OCD. My Heart. And Me.

My heart races for two reasons: one, because it can’t always keep rhythm (damn tachycardia), and two, because my mind insists it’s about to stop. I’m open about my heart condition and my mental health, but I rarely talk about how the two gang up on me.

Today in therapy, I spent the usual 15–20 minutes circling the topic I knew I needed to address. Maybe one day I’ll get straight to the point, but not today. It’s hard to admit when OCD is in the driver’s seat. It feels like failure, like I’ve lost control. But as a previous therapist said, “What you resist persists.” So, I started talking.
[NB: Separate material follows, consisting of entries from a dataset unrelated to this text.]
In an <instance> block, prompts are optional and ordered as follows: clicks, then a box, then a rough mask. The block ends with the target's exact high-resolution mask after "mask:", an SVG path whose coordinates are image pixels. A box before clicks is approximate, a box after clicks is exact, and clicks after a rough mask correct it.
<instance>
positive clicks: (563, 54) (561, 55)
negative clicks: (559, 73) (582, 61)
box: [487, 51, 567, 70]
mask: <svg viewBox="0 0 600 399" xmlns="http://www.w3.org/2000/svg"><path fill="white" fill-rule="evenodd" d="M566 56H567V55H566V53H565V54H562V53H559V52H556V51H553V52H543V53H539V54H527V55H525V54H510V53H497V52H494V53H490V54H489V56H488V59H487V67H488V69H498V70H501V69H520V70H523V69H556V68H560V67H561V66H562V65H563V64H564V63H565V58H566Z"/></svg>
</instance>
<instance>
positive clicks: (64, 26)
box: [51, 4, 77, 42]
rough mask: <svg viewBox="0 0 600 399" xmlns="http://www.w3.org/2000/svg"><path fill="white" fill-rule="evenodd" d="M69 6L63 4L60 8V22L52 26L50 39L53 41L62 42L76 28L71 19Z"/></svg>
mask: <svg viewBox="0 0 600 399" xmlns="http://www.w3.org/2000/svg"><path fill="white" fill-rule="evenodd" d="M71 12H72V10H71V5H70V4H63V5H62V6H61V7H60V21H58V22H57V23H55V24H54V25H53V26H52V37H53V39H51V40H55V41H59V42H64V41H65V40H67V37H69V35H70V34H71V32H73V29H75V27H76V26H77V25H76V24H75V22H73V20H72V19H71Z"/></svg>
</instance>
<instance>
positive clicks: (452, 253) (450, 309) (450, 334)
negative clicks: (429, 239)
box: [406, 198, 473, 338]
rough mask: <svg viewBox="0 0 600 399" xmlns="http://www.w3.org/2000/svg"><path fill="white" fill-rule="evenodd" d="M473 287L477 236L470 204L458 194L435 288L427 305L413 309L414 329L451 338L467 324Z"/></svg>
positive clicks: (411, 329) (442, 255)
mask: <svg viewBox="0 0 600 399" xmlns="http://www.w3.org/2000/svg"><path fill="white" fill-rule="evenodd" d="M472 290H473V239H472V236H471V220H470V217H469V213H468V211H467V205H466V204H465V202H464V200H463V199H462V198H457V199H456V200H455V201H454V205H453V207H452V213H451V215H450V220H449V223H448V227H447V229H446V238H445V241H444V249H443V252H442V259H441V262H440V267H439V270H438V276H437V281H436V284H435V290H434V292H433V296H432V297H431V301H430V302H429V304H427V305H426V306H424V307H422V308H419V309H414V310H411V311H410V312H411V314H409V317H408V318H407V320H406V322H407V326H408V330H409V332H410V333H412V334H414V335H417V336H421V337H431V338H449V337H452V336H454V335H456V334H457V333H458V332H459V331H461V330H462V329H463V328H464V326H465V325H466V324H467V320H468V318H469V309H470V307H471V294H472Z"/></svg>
First, I recapped my recent cardiac appointment and its not-so-great results. Then, I proudly announced my renewed gym plan, Monday, Wednesday, Friday mornings. Perfect. Predictable. Manageable.

Then I had to confess, last Friday I didn’t feel well, so I skipped. I promised myself I’d make it up Saturday or Sunday. Except I couldn’t. I go Monday, Wednesday, Friday not Saturday, not Sunday. If I went off-script, surely I’d injure myself, exhaust myself, maybe even ruin everything. And then, to top it off, the gym was closed this Monday for the holiday. How could I possibly go Wednesday if I hadn’t gone Monday? Clearly, the whole week was ruined. Not only is my heart failing but I am too. My heart was doomed. Why bother?

I know none of this is rational. These thoughts aren’t truly mine, they’re symptoms. Intrusive thoughts brought to you by OCD.

OCD is a master of manufacturing catastrophes out of nothing. In therapy, I can roll my eyes at the absurdity, but at home it’s harder. I can label the thoughts as silly, but acting against them is another story. Fear, even unreasonable fear, has teeth.

So my therapist and I played “What if.”

“What if you planned to go Thursday instead of Wednesday?”

Then I’d have to go Friday too, which is impossible, two days in a row? I’ll croak!

“What if you could go two days in a row?”

Then I’d be exhausted all weekend.

“What if you weren’t?”

Then it would hit me Monday and ruin the week.

Round and round we went, until finally:

“What if everything turned out okay?”

“What if you worked out three days a week…any three?”

“What if you allowed flexibility without neglect?”

That one hit home. I felt lighter. I could feel my posture change. I am stronger than OCD, I reminded myself. Then my therapist asked, “So, how does Saturday sound now?”

Stubborn as ever, I told him the truth: “I still don’t like it… but I think I could try.”

And I want to try. Because OCD doesn’t just push me to color-code my sock drawer, it can slide into dangerous territory, like keeping me from taking care of my heart. And that’s when I have to remind my brain who’s boss.

So this week I have homework, go to the gym on a day that isn’t Monday, Wednesday, or Friday…just once in the next two weeks. Doesn’t matter if it’s in place of a regular day or in addition, I just have to do it. While exposure therapy is probably the most effective treatment (in my experience) for OCD, that doesn’t make it easy. Still, I believe in doing my homework. So I will do the only thing I ask my students to do…try. You don’t have to be right, you don’t have to be perfect, just try. Here goes nothing.